Q: It is learned that today an Ecuadorian ship was out of contact near the waters off the coast of Peru. It is reported that Chinese ships have come to its rescue. Can you confirm this information?
A: According to our information, on September 14 local time, an Ecuadorian ship named ADRIANTA went missing near the waters off the coast of Peru. There are six Ecuadorian sailors onboard. After receiving the message for help from the Peruvian Coast Guard Department, four Chinese fishing ships which were operating nearby immediately came to its rescue at maximum speed. Now the search and rescue efforts are still underway.
The Chinese side will continue going all out to assist in the rescue efforts. We hope that the Ecuadorian sailors onboard can be rescued safe and sound.

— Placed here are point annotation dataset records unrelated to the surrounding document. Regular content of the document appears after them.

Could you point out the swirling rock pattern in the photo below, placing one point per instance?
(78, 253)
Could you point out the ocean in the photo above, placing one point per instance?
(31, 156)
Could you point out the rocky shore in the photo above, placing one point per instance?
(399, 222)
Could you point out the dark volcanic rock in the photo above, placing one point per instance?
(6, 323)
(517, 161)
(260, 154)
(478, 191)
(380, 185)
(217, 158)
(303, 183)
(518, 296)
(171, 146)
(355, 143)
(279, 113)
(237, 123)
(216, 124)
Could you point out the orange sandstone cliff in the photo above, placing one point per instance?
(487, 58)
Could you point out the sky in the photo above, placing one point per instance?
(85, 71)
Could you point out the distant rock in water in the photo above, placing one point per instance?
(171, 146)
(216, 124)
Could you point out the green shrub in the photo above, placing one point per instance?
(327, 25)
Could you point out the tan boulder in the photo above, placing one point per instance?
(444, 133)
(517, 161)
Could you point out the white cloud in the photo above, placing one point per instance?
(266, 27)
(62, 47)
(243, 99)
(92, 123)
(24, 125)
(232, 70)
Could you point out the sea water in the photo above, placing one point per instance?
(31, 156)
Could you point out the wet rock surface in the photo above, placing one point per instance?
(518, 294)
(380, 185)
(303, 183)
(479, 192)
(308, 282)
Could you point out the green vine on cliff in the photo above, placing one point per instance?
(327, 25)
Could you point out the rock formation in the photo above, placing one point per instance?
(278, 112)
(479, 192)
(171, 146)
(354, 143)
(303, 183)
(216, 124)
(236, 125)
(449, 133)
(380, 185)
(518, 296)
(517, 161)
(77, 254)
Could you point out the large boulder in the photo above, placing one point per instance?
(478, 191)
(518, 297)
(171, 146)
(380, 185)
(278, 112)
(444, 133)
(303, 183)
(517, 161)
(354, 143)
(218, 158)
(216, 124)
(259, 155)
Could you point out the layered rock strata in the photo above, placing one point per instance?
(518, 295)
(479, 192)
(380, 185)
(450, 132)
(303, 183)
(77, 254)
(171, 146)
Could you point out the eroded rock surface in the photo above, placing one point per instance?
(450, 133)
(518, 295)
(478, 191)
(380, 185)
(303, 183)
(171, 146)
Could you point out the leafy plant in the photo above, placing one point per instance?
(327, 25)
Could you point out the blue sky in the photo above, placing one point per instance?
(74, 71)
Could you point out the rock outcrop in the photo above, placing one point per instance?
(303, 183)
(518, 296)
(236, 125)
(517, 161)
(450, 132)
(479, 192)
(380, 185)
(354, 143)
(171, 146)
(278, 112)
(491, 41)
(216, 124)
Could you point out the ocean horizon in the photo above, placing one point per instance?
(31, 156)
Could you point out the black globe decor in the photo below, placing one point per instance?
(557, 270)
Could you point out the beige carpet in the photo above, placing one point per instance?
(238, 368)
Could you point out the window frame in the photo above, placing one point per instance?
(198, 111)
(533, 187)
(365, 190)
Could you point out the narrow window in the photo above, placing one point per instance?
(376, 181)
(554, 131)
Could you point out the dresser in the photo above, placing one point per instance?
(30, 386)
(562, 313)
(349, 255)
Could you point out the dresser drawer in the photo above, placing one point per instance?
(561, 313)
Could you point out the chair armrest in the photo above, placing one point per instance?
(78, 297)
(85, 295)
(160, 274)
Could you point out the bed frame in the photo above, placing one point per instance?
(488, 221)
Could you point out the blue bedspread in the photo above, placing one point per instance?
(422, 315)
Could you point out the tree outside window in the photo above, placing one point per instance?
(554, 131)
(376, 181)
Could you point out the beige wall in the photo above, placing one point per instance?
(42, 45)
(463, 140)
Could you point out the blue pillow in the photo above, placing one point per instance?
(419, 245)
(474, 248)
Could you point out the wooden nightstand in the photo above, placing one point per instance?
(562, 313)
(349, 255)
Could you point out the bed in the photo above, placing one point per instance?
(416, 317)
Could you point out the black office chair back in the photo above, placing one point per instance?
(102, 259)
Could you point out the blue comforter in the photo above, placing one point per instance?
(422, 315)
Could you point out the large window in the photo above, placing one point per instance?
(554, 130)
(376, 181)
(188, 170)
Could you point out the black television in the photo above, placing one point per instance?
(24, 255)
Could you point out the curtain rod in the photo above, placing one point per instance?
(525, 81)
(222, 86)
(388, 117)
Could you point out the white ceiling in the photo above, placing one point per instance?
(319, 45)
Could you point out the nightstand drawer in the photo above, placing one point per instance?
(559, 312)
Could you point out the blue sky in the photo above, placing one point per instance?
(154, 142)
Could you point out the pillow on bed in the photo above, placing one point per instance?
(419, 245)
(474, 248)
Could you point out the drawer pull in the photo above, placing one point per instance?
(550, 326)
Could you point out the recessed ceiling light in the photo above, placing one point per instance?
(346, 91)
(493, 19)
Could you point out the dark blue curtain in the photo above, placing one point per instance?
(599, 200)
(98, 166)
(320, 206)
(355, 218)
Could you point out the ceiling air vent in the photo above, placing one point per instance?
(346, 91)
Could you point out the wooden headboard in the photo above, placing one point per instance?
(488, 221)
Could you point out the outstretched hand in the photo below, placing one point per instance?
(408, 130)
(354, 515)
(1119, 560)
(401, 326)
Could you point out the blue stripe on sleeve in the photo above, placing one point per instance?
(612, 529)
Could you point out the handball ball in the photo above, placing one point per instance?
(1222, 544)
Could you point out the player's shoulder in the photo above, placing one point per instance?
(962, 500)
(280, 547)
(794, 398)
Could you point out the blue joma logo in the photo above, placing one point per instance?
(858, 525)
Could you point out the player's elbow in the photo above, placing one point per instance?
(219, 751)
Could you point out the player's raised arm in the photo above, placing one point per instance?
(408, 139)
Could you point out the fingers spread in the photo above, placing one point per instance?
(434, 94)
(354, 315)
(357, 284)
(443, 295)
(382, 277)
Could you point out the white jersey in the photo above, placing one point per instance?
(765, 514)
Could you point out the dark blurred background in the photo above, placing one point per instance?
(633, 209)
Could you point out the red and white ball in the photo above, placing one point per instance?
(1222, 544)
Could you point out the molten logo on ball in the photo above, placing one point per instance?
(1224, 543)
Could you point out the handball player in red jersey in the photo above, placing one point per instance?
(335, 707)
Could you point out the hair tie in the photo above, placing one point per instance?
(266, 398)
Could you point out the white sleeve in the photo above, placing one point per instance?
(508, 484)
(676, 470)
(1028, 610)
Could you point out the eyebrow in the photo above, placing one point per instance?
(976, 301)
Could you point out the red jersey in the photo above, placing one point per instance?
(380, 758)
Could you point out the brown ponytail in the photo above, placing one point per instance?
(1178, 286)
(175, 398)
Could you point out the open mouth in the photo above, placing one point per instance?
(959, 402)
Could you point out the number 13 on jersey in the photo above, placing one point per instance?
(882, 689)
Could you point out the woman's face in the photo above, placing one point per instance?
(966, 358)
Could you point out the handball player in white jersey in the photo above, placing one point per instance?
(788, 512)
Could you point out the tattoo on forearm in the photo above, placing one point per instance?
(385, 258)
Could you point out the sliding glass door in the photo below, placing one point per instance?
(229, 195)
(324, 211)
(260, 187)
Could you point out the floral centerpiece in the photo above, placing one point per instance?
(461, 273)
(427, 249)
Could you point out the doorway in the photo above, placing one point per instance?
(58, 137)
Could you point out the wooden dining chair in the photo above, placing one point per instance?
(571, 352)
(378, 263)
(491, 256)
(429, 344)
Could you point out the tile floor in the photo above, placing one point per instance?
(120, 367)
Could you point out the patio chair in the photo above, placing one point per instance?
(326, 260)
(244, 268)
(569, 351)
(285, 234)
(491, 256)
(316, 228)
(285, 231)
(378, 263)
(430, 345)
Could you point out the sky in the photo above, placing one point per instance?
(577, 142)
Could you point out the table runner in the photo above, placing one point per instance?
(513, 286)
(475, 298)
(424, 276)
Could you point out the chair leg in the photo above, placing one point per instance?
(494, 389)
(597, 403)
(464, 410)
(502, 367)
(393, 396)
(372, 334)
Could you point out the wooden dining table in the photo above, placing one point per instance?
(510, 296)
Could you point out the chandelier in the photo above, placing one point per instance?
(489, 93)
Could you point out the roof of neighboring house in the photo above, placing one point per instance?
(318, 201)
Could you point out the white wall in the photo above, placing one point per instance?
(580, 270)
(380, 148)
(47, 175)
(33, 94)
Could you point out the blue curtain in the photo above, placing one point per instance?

Q: After the DPRK's nuclear test, the Chinese side said it agreed that the UN Security Council takes new actions. Now the DPRK tested another missile. Does China think that the UN Security Council should take further steps?
A: After the sixth nuclear test on the part of the DPRK, the UN Security Council unanimously adopted a new DPRK-related resolution through consultation. Bearing in mind the goal of realizing the denuclearization of the Korean Peninsula, upholding the international non-proliferation regime and maintaining the peace and stability of the Peninsula, we implement the relevant resolutions of the UN Security Council in a comprehensive, strict and faithful manner. Meanwhile, we also hope that all relevant parties can implement the relevant resolutions of the UN Security Council in a comprehensive and balanced way. Specifically speaking, on one hand, we need to take measures to halt the nuclear and missile development process of the DPRK. On the other hand, all relevant parties should take concrete and effective measures to create enabling conditions for promoting the settlement of the Korean Peninsula nuclear issue through peace talks as soon as possible. We hope that the relevant parties of the international community, especially the parties directly concerned, can shoulder their due responsibility and obligation and make joint efforts to form synergy to achieve this goal.